The only way to ensure that pathways work as a tool to facilitate shared decision making and person-centered care is to involve patients in the process of designing, reviewing, and evaluating clinical pathways. While for some this point may seem like a “Thanks, Captain Obvious” moment, this basic level of patient input does not occur often enough right now for clinical pathways. The only way to find out what matters to patients is to ask them. The only way to incorporate patient-reported outcomes as a measure of success or failure for a pathway is to actively engage patients and advocates in the relevant review committees.

Patient engagement is becoming the norm in many other closely related arenas. For example, researchers designing and assessing clinical trials and guidelines have moved beyond pro forma, checklist patient participation to insisting on substantive patient involvement in every phase of trial development and implementation. The Institute for Clinical and Economic Review has an extensive set of guidelines for involving patients in their research.5 The Patient-Centered Outcomes Research Institute has demonstrated the value and viability of embracing an approach that includes training and other systemic changes to ensure that patient feedback represents the collective rather than just an individual experience.6 In addition, National Comprehensive Cancer Network now includes patient representatives on many of their guidelines committees.

Stephanie McCutcheon, PharmD, chief pathways officer for VIA Oncology, agreed, although she acknowledged that patients are not currently included on their review committees. “Our model can accommodate various scenarios as options that can vary from the ‘on pathway’ protocol. Our panels review these off-pathway designations to identify and assess the areas in which we need to make modifications and take patient preferences into account.” Getting to a defined, effective and transparent patient engagement strategy requires a shift in thinking and acting, but it can be done, and it works. In future columns, we will take a deeper dive into these issues and bring the patient perspective to clinical pathways. 


1. National Patient Advocate Foundation (NPAF). NPAF website. Accessed February 26, 2018.

2. Balch AJ, Balch CM, Benson A III, Morosini D, Rifkin RM, Williams LA. Recommendations for the role of clinical pathways in an era of personalized medicine. Am J Managed Care. 2016;22(5):SPC1, SP179-SP180.

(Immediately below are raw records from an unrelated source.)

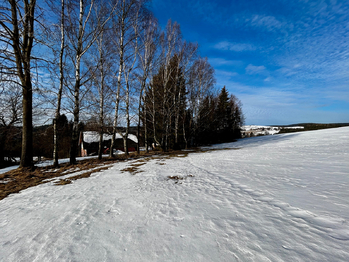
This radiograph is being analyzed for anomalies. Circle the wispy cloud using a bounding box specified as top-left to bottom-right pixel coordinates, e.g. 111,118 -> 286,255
214,41 -> 256,52
208,57 -> 243,66
245,64 -> 266,75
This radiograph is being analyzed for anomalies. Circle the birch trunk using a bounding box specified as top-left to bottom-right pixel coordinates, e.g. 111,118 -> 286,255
53,0 -> 65,167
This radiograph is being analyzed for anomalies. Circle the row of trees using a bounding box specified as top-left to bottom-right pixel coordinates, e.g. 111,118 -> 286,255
0,0 -> 243,167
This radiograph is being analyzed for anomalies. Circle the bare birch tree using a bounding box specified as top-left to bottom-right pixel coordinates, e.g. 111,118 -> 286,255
67,0 -> 114,164
0,0 -> 36,167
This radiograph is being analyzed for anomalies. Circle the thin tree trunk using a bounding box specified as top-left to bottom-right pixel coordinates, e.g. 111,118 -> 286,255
53,0 -> 65,167
70,0 -> 84,164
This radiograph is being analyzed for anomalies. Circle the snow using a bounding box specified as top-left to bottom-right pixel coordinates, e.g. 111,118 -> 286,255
84,131 -> 138,143
0,127 -> 349,261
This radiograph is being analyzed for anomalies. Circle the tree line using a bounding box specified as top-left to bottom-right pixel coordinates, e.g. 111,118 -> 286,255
0,0 -> 244,167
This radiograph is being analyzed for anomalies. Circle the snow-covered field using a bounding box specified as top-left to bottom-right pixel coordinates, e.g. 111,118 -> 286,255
0,127 -> 349,261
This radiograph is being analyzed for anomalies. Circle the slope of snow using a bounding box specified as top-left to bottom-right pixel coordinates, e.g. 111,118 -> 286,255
0,127 -> 349,261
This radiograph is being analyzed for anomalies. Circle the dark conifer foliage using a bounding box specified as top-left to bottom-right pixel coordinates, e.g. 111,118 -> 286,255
142,61 -> 244,150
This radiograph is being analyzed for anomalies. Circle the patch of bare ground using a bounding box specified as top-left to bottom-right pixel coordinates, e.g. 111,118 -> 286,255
0,148 -> 239,200
167,175 -> 194,184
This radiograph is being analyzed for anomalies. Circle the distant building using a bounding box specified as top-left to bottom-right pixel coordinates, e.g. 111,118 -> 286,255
79,131 -> 138,156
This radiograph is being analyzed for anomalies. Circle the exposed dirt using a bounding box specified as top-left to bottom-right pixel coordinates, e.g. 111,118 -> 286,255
0,145 -> 239,200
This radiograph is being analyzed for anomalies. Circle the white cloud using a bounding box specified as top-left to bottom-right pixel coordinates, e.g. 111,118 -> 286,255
208,57 -> 242,67
245,64 -> 266,75
250,15 -> 293,31
214,41 -> 256,52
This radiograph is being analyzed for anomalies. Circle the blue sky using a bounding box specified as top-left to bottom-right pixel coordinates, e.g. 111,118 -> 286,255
151,0 -> 349,125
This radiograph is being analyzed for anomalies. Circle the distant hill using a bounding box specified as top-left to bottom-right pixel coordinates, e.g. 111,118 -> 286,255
279,123 -> 349,134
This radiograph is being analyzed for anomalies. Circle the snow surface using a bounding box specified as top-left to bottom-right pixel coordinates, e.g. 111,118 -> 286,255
0,127 -> 349,261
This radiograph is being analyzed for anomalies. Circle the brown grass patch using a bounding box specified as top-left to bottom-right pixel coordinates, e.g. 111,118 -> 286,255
0,145 -> 239,200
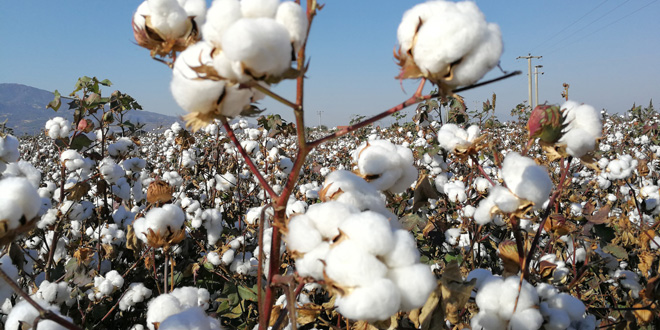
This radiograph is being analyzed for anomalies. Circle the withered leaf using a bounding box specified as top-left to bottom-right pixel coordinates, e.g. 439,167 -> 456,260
585,204 -> 611,225
64,181 -> 90,201
412,174 -> 439,213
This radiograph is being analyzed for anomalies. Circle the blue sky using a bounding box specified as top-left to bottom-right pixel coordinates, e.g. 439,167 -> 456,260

3. National Patient Advocate Foundation (NPAF). The roadmap to consumer clarity in health care decision making. NPAF website. Published May 2017. Accessed February 26, 2018.

4. Abrams E, Balch A, Goldsmith P, et al. Clinical pathways: recommendations for putting patients at the center of value-based research. Clin Cancer Res. 2017;23(16):4545-4549. 

5. Institute for Clinical and Economic Review (ICER). Patient Participation Guide. ICER website. Accessed February 26, 2018.

6. Sacristán JA, Aguarón A, Avendaño-Solá C, et al. Patient involvement in clinical research: why, when, and how. Patient Prefer Adherence. 2016;10:631-640.